Dobbiamo perciò interrogarci se la soluzione è quella del mantenimento di una struttura come l’impianto chimico oppure se l’era della globalizzazione, i nuovi modelli di sviluppo planetario, possano offrire soluzioni alternative.
Nel caso specifico si può fare un rapido parallelo con la crisi mineraria delle Asturie in Spagna; lì anni fa , abbandonando appunto la mitologia del posto operaio, sono stati scambiati posti di lavoro in miniera con posti di lavoro nel settore della cultura e del turismo, attraverso la costruzione del Museo Guggenheim a Bilbao, grande opera di architettura contemporanea che, ogni anno, genera un consistente flusso turistico il cui indotto economico ha fatto rinascere la città.
Da noi, a Venezia che è ad un tiro di schioppo da Porto Marghera, da anni si discute sull’opportunità di costruire un’altra opera di Frank Gehry, non meno importante ed attraente di quella di Bilbao, anzi ancora più interessante e foriera di sviluppo proprio perché inserita in un contesto che tutto il mondo ci invidia ma che, forse, comincia ad essere un po’ stantio.

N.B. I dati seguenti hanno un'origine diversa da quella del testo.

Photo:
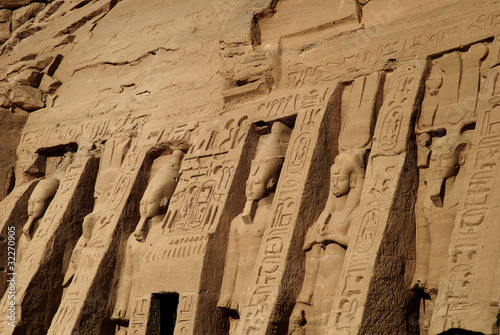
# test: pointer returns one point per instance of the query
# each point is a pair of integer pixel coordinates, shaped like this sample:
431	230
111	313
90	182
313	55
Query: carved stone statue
326	242
153	208
114	151
39	200
87	227
438	209
248	228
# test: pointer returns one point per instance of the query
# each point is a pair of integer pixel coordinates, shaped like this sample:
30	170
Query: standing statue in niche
248	228
39	200
114	151
436	218
326	242
153	208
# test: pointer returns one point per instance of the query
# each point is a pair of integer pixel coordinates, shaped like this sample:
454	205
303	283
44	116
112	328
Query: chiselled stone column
186	254
38	274
83	307
12	214
275	276
385	219
469	289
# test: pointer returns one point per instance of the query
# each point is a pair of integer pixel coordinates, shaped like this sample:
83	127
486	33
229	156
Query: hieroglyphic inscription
87	290
194	214
457	293
40	251
382	175
259	308
359	52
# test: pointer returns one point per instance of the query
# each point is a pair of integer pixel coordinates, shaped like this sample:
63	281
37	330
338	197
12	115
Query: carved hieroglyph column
188	244
275	276
12	214
40	269
386	171
83	306
469	289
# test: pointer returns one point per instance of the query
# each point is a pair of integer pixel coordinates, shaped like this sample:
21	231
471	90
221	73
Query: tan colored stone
26	97
390	178
4	31
23	14
5	15
49	84
27	77
12	4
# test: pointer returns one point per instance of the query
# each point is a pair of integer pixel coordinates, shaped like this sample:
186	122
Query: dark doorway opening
163	313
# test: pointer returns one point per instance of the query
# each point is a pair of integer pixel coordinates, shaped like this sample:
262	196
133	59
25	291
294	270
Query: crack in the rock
127	62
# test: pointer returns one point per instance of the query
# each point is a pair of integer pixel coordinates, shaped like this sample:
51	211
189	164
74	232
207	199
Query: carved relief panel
328	237
445	129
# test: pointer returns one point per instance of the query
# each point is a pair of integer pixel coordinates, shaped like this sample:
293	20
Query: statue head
38	202
158	193
344	173
41	197
266	166
434	83
448	154
88	224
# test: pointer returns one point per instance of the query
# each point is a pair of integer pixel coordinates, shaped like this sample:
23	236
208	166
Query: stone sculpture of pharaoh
153	208
439	209
37	205
248	228
326	242
39	200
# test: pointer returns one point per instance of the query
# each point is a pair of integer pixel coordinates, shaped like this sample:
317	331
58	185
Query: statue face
340	183
444	163
150	207
256	187
36	207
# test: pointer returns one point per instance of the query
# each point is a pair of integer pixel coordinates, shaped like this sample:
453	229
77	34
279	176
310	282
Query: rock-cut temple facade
247	167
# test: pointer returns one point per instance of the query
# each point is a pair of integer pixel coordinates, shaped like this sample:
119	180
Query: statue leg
330	269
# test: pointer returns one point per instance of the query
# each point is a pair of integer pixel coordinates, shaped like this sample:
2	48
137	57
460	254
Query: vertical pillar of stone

D'altronde la vera ricchezza del futuro, che è già oggi, è rappresentata dalla cultura e dalla capacità di gestire il flusso della comunicazione e dell’informazione e quindi, poiché “dietro ogni problema si cela una opportunità” sarebbe forse il caso di avviare un ripensamento complessivo sui modelli di sviluppo urbano, anche e specie per quanto riguarda la rifunzionalizzazione delle aree ex industriali verso il terziario avanzato e la cultura
Un esempio anche vicino, come la zona delle ex raffinerie di zolfo di Catania, pur nella sua limitatezza ci dimostra come l’assunto possa essere considerato valido: lo testimoniano anche i valori crescenti delle compravendite immobiliari dei vecchi opicifi e la crescente appetibilità della zona per l’insediamento di poli commerciali, culturali e di svago. Università di Catania in testa.